Kegiatan yang dimulai pukul 08.15 WIB tersebut berlangsung khidmat, diawali dengan pembukaan, pembacaan ayat suci Alquran, doa bersama, serta sholawat sebagai bentuk penguatan nilai spiritual dalam budaya kerja perusahaan.
Dalam arahannya, Pelaksana Tugas (Plt) Direktur Utama Helwin Yunus menegaskan bahwa BRK Syariah memiliki fondasi yang kuat, baik dari sisi produk maupun infrastruktur, yang mampu bersaing di industri perbankan dan Bank Pembangunan Daerah (BPD). Ke depan, diperlukan orkestrasi yang lebih terintegrasi agar seluruh potensi tersebut dapat dimaksimalkan.
“BRK Syariah memiliki kekuatan yang besar. Dengan sinergi dan penyelarasan yang tepat, kita optimistis dapat terus meningkatkan kinerja sekaligus memberikan pelayanan terbaik bagi masyarakat,” ujarnya.
Ia juga menekankan komitmen bank sebagai BUMD dalam mendukung pembangunan daerah, sejalan dengan regulasi yang berlaku.
Selain itu, penguatan permodalan serta peneguhan identitas sebagai bank syariah menjadi prioritas, tidak hanya dalam aspek bisnis, tetapi juga dalam implementasi nilai-nilai syariah secara menyeluruh.
Sebagai bagian dari transformasi berkelanjutan, BRK Syariah turut mengacu pada Roadmap Pengembangan dan Penguatan Perbankan Syariah Indonesia (RP3SI) dalam merumuskan arah kebijakan dan strategi bisnis di seluruh unit kerja.
Dalam kesempatan tersebut, Direktur Kepatuhan dan Manajemen Risiko, Fajar Restu Febriansyah, menyampaikan apresiasi sekaligus menyapa para Pemimpin Divisi, Pemimpin Desk, seluruh peserta rapat, serta General Manager dan Branch Manager yang saat ini mengemban amanah baru.
Ia mengajak seluruh insan BRK Syariah untuk terus memperkuat kolaborasi dan menjaga semangat adaptif dalam menghadapi dinamika industri.
Sementara itu, Dewan Komisaris melalui Komisaris Independen, Roy Prakoso, menekankan pentingnya penguatan manajemen risiko sebagai pilar utama dalam menjaga kinerja bank tetap sehat dan berkelanjutan.

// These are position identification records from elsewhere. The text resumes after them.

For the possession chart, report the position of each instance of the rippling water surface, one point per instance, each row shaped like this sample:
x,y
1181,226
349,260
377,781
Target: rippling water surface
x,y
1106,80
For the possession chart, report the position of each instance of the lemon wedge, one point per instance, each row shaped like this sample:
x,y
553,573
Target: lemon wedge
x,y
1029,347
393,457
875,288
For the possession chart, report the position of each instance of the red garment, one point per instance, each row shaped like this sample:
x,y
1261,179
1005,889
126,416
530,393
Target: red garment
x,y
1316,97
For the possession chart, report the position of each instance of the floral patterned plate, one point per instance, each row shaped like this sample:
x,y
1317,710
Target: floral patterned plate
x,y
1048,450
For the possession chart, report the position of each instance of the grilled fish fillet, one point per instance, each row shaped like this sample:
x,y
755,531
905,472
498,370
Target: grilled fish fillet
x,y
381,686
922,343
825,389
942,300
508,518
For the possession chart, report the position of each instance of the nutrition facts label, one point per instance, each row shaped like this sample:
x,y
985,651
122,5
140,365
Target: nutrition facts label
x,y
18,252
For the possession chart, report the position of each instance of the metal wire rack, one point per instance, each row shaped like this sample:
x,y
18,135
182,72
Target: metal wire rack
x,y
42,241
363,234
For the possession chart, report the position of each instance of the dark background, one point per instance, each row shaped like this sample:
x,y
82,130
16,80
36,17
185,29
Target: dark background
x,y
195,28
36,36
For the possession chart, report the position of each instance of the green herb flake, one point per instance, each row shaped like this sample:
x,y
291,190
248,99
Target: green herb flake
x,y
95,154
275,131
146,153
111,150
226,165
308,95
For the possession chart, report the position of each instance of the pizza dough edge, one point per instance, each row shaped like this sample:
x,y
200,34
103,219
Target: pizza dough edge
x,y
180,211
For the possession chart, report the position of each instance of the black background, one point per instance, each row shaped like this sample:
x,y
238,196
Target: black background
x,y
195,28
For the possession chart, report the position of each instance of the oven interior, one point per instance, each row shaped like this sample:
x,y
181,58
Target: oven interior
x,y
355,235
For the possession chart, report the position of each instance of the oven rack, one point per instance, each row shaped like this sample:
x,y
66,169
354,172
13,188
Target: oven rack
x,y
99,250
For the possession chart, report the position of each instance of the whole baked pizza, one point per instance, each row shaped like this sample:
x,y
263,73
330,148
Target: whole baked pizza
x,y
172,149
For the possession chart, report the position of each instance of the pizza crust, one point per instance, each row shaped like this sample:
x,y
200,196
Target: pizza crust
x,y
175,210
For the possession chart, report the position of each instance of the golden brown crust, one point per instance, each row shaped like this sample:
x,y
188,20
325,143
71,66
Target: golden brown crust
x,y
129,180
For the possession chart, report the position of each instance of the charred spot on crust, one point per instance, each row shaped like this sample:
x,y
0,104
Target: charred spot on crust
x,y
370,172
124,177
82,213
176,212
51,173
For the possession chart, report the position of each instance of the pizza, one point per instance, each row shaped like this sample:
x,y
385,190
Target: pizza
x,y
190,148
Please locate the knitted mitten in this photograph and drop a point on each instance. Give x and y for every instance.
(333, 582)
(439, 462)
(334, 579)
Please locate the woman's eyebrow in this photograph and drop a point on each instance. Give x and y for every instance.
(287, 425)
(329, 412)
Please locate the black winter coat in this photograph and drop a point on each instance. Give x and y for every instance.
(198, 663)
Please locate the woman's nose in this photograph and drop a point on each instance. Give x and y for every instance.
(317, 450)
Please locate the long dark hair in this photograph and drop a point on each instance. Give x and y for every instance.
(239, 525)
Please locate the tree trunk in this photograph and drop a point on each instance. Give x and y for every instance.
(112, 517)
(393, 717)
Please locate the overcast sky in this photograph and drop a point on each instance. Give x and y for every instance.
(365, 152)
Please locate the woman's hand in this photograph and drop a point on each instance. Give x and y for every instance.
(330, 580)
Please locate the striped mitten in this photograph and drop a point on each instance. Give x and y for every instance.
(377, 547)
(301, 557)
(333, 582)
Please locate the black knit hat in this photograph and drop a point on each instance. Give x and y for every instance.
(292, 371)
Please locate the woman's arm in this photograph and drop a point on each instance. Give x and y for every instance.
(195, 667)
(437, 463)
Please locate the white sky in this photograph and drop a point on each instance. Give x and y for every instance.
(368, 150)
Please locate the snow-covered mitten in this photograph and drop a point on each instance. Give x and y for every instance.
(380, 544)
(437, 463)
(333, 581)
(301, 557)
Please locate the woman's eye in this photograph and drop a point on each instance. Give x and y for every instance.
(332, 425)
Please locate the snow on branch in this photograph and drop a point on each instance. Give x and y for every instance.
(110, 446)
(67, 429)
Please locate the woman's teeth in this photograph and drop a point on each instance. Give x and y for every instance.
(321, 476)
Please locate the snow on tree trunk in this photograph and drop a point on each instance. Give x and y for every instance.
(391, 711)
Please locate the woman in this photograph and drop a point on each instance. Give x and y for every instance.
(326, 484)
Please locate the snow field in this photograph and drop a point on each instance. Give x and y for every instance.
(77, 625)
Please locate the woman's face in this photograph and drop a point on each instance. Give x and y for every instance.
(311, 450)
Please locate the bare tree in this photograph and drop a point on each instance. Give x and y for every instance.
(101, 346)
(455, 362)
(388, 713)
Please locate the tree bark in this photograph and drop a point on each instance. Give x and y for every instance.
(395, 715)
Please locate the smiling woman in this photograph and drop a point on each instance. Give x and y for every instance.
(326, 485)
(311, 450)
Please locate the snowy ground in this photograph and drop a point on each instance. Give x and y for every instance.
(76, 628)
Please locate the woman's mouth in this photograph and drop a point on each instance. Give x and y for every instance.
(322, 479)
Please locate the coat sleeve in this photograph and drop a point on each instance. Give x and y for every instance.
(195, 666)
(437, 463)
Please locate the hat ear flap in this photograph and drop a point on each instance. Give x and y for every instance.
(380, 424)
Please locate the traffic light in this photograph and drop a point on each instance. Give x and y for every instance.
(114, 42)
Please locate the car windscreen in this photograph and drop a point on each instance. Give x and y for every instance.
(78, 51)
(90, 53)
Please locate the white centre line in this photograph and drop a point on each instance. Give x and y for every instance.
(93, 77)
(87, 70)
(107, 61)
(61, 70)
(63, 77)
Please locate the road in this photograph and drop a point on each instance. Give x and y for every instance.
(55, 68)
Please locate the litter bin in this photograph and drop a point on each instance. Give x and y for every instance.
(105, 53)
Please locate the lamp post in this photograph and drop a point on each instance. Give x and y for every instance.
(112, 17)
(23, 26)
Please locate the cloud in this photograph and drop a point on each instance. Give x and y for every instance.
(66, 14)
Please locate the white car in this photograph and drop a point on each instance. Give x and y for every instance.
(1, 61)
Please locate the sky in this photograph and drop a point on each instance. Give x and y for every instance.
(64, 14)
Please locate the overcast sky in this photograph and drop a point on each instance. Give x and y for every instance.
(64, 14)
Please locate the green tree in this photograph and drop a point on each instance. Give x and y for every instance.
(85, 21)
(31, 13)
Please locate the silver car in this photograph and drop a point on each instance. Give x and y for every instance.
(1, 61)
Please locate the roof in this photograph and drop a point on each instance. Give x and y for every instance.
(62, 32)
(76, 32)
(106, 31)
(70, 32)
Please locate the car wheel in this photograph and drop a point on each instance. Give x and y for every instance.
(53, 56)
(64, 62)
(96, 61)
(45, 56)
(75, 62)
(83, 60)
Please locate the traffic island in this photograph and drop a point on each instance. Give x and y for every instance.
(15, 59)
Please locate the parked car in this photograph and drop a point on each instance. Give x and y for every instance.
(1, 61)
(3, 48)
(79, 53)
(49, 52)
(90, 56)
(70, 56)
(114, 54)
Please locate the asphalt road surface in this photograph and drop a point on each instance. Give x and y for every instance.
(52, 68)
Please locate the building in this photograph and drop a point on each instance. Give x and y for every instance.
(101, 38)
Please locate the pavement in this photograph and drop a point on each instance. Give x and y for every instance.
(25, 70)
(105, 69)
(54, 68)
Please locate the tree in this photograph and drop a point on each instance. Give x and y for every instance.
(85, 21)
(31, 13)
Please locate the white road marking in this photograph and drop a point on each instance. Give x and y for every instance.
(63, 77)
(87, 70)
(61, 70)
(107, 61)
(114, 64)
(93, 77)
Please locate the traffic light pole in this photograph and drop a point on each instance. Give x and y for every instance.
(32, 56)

Ia menyoroti perlunya mitigasi risiko yang lebih kuat, khususnya pada pembiayaan, melalui proses yang prudent dan disiplin.
“Manajemen risiko harus menjadi bagian yang terintegrasi dalam setiap pengambilan keputusan. Dengan penguatan kontrol dan penerapan prinsip kehati-hatian, kita dapat menjaga kualitas aset dan mendorong pertumbuhan yang sehat,” jelasnya.
Ia juga mendorong optimalisasi portofolio pembiayaan yang lebih tepat sasaran, khususnya pada segmen mikro, kecil, dan menengah (MKM), serta penguatan pengendalian internal untuk mencegah potensi fraud.
Selain itu, peningkatan kesadaran terhadap risiko siber dan penerapan budaya kerja I-Share dinilai penting dalam memperkuat tata kelola perusahaan.
Rapat evaluasi ini turut diisi dengan pemaparan Standar Operasional dan Tata Kelola (SOT) oleh Divisi MSDI serta laporan kinerja Triwulan I 2026 oleh Divisi Perencanaan dan Keuangan.
Melalui kegiatan ini, BRK Syariah menegaskan komitmennya untuk terus bertumbuh secara berkelanjutan, memperkuat tata kelola, serta menghadirkan layanan perbankan syariah yang unggul, terpercaya, dan memberikan nilai tambah bagi masyarakat.